화학공학소재연구정보센터
International Journal of Coal Geology, Vol.175, 26-39, 2017
Fluid flow from matrix to fractures in Early Jurassic shales
The potential of shale reservoirs for gas extraction is largely determined by the permeability of the rock. Typical pore diameters in shales range from the pm down to the nm scale. The permeability of shale reservoirs is a function of the interconnectivity between the pore space and the natural fracture network present. We have measured the permeability of the Whitby Mudstone, the exposed counterpart of the Posidonia Shales buried in the Dutch subsurface and a possible target for unconventional gas, using different methods and established a correlation with the microstructures and pore networks present down to the nanometer scale.
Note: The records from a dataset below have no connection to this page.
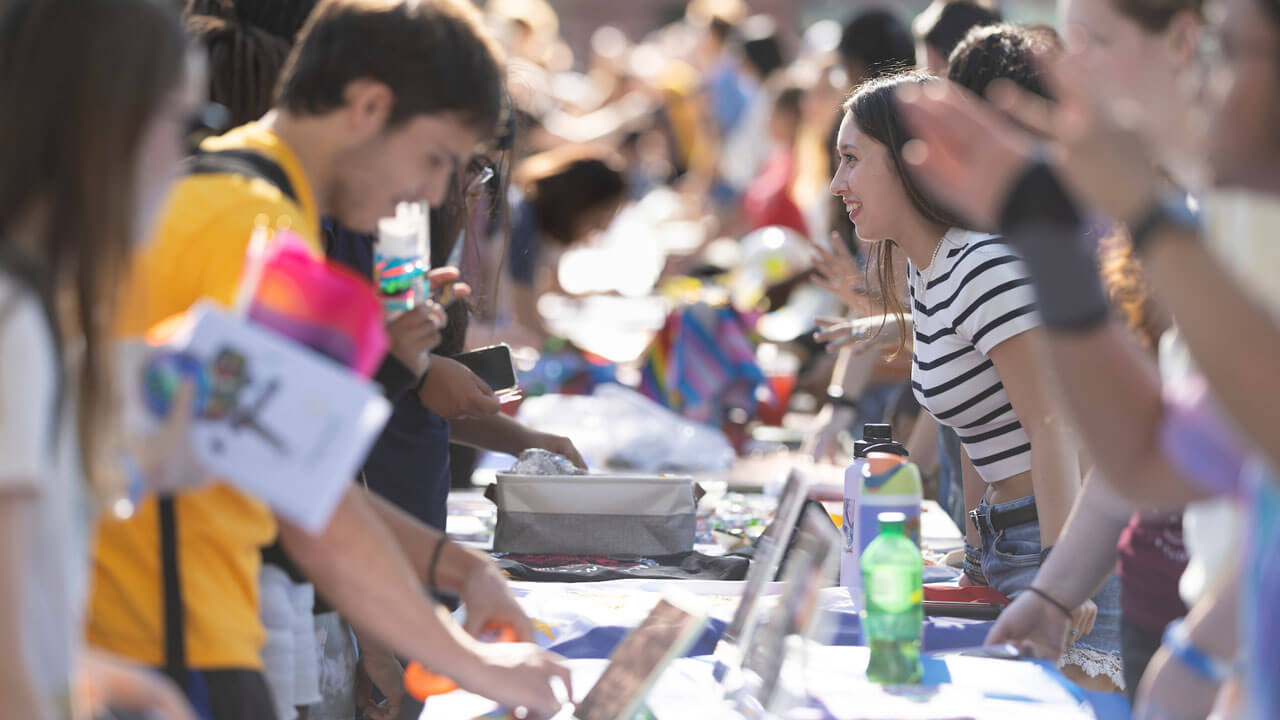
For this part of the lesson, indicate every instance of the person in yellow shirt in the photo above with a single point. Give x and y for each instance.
(364, 118)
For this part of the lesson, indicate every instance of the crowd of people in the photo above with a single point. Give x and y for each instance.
(1048, 245)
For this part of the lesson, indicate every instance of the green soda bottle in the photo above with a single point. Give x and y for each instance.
(892, 620)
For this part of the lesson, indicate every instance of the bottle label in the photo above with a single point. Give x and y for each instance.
(401, 281)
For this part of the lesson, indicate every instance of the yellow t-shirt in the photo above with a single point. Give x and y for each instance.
(197, 251)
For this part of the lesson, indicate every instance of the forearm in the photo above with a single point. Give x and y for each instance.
(417, 541)
(922, 446)
(17, 686)
(1112, 391)
(1086, 551)
(974, 491)
(1215, 314)
(359, 568)
(1212, 621)
(1055, 477)
(497, 433)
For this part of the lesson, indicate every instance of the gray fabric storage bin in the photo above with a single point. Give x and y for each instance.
(594, 514)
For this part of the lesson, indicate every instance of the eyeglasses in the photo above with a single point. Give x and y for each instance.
(1219, 49)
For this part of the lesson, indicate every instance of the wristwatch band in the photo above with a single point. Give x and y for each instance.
(1179, 643)
(1169, 210)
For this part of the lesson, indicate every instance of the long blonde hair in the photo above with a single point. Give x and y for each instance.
(80, 81)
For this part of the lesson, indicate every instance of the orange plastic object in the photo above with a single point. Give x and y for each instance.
(421, 683)
(882, 463)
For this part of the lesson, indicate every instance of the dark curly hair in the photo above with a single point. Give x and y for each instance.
(1001, 51)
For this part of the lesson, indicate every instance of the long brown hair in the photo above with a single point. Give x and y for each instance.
(874, 112)
(80, 81)
(248, 42)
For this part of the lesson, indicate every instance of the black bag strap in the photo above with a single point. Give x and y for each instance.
(247, 163)
(174, 625)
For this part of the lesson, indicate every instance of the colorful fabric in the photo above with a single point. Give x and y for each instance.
(702, 364)
(199, 251)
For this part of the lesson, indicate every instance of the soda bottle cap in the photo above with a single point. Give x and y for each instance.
(891, 447)
(397, 237)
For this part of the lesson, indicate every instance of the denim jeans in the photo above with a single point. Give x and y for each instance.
(1010, 560)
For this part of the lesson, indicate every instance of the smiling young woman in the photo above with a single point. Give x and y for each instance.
(977, 347)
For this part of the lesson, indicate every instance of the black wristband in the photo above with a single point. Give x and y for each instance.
(1042, 223)
(1038, 197)
(836, 396)
(1050, 600)
(435, 561)
(1045, 554)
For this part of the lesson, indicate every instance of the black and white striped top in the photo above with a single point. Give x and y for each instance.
(974, 295)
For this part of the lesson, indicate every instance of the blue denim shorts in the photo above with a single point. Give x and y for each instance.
(1010, 560)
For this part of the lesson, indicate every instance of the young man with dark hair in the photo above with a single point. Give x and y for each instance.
(366, 117)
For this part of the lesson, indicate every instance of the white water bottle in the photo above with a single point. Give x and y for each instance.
(402, 258)
(850, 564)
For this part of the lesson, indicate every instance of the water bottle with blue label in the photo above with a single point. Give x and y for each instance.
(892, 484)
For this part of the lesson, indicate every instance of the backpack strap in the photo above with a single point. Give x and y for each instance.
(246, 163)
(251, 164)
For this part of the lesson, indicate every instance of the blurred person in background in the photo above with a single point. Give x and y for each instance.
(743, 154)
(977, 347)
(560, 199)
(942, 26)
(1161, 442)
(104, 110)
(355, 128)
(864, 386)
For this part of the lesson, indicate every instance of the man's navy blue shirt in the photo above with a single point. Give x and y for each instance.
(410, 463)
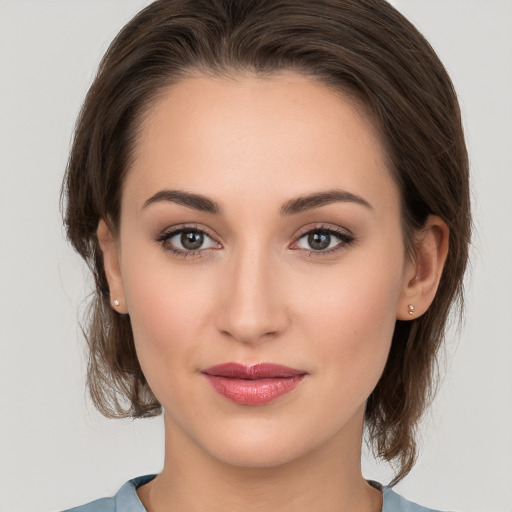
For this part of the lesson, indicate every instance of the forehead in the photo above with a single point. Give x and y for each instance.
(281, 135)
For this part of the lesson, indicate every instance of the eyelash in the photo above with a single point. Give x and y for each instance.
(344, 237)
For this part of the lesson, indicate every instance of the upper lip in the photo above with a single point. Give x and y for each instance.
(253, 371)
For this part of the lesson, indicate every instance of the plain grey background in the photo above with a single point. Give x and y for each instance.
(55, 449)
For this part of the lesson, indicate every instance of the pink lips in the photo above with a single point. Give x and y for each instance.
(253, 385)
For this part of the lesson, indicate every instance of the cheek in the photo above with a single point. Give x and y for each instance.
(352, 319)
(167, 311)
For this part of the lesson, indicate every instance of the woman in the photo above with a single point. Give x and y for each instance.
(273, 198)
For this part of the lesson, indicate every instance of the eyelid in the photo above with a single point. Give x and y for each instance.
(173, 231)
(344, 235)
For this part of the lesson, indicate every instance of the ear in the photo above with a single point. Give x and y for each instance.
(110, 249)
(423, 272)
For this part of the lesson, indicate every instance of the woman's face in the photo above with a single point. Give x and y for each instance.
(260, 226)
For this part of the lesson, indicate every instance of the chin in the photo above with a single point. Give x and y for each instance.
(256, 449)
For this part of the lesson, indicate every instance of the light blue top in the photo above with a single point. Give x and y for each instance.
(127, 500)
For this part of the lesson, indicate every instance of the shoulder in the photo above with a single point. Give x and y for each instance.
(393, 502)
(125, 500)
(101, 505)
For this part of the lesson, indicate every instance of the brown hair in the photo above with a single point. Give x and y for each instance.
(364, 48)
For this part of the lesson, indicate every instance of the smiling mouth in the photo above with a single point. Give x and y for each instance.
(257, 384)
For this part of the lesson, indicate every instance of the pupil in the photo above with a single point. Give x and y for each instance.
(191, 240)
(319, 241)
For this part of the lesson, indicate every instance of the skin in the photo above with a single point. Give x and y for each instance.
(257, 291)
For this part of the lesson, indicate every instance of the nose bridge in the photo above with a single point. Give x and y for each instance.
(252, 307)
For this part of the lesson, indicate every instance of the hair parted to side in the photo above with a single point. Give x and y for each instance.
(364, 48)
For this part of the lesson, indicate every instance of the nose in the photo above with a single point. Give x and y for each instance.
(252, 308)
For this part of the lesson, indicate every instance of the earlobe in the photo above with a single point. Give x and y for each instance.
(423, 273)
(110, 251)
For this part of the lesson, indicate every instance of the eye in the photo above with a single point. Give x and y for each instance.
(324, 240)
(187, 241)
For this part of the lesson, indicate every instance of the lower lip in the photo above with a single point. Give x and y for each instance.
(253, 392)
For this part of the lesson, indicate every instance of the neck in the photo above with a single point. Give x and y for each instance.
(328, 479)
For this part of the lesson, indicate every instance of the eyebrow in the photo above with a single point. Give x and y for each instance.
(291, 207)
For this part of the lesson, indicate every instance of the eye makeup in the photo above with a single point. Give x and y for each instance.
(190, 241)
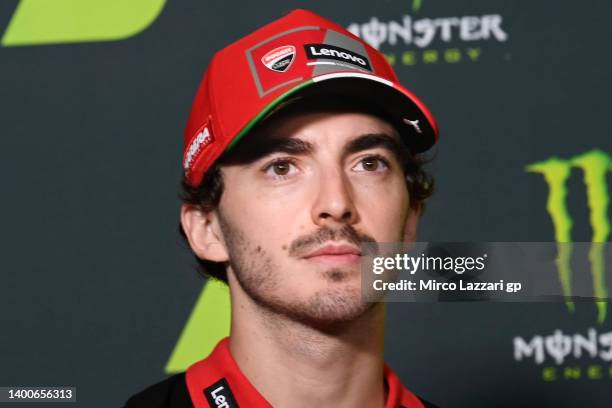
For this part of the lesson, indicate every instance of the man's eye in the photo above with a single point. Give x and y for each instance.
(372, 163)
(280, 168)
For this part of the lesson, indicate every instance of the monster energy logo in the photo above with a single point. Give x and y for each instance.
(595, 166)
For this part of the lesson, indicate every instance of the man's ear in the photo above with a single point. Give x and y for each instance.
(411, 224)
(203, 233)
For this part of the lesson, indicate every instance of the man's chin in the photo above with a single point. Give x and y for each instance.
(326, 310)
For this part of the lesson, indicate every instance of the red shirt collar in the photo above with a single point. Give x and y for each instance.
(217, 382)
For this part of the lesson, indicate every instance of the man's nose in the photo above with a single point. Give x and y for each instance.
(334, 203)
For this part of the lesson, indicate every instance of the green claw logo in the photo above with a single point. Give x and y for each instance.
(46, 22)
(595, 166)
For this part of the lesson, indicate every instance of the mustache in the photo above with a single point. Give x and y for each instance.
(306, 243)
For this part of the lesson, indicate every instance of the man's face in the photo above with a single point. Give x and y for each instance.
(308, 190)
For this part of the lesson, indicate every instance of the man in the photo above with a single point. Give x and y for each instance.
(300, 147)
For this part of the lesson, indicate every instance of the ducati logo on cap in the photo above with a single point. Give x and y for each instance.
(280, 58)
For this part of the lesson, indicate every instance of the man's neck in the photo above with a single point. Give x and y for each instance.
(294, 364)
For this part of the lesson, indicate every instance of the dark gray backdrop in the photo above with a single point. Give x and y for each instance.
(96, 285)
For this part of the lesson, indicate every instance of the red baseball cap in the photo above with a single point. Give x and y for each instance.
(298, 52)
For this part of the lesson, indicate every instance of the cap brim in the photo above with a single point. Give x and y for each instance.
(416, 122)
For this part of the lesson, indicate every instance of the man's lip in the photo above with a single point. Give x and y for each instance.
(334, 250)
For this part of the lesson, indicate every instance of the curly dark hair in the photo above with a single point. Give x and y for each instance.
(207, 195)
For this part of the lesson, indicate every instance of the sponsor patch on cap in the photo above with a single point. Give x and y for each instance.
(220, 395)
(201, 139)
(332, 52)
(280, 58)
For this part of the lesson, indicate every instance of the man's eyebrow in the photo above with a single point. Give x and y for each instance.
(250, 152)
(373, 140)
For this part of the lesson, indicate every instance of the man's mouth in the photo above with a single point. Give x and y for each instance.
(335, 255)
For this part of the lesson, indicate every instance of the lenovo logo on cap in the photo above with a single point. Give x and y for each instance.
(202, 139)
(327, 51)
(280, 58)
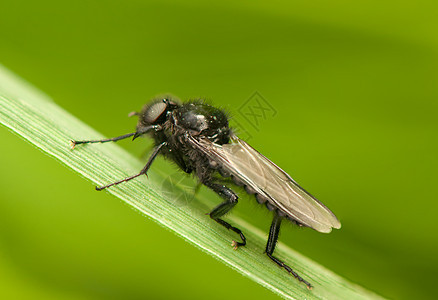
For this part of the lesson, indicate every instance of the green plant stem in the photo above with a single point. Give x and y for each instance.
(37, 119)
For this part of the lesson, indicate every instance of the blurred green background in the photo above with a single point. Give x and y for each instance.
(354, 85)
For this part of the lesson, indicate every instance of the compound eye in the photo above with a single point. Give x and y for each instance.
(155, 112)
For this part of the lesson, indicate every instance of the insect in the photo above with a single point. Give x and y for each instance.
(197, 137)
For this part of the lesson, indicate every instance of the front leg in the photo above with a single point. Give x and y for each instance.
(223, 208)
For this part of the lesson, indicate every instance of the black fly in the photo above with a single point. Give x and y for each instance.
(196, 136)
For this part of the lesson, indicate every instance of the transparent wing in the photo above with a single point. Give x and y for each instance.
(250, 168)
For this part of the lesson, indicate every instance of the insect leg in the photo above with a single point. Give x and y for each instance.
(114, 139)
(223, 208)
(142, 172)
(270, 247)
(117, 138)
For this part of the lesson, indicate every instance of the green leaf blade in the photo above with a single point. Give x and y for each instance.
(37, 119)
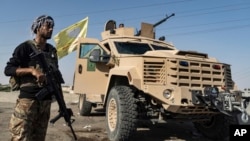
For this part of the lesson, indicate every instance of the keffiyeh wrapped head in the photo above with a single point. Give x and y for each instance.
(39, 21)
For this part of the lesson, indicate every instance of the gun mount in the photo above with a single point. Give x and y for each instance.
(147, 30)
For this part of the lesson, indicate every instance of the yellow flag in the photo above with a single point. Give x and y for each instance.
(66, 40)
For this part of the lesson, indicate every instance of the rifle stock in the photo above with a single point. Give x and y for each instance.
(54, 87)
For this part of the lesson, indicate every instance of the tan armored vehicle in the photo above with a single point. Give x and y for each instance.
(135, 77)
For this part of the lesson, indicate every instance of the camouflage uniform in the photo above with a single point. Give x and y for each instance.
(30, 120)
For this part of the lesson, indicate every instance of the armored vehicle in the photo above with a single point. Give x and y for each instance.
(136, 77)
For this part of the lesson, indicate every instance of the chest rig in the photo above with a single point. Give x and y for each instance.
(51, 58)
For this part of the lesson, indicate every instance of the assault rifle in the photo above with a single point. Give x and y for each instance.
(53, 86)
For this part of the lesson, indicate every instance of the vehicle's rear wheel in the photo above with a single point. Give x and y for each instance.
(216, 128)
(85, 106)
(121, 113)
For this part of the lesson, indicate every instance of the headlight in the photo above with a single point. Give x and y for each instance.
(167, 93)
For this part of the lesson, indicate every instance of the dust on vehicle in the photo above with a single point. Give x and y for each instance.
(135, 77)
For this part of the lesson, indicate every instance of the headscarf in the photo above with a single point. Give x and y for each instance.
(39, 21)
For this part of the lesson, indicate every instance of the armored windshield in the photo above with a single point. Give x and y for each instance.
(157, 47)
(132, 48)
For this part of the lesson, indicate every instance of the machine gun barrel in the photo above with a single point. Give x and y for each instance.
(163, 20)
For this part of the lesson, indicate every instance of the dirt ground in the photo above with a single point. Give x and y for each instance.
(92, 128)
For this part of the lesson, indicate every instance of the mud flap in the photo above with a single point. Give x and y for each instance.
(243, 119)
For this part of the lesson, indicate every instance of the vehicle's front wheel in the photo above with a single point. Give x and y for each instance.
(121, 113)
(85, 106)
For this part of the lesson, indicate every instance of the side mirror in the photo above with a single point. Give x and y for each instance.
(95, 55)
Whitby Mudstone is a clay rich rock with a low porosity. The permeability of the Whitby Mudstone is in the range of 10(-18) m(2)-10(-21) m(2). 2D microstructures of the Whitby Mudstone show no connected pore networks, but isolated pore bodies mainly situated in the clay matrix, whereas 3D data shows that connected pore networks are present in less compacted parts of the rock. A closely spaced interconnected fracture network is often required to speed up transport of fluids from the matrix into a producing well. For fluids within the matrix the nearest natural fracture is on average at a distance of approximately 10 cm in the Whitby Mudstone. The combination of the permeability data and the porosity data with natural fracture spacing of the fractures present in outcrops along the Yorkshire coast (UK) resulted in new insights into possible fluid pathways from reservoir to well.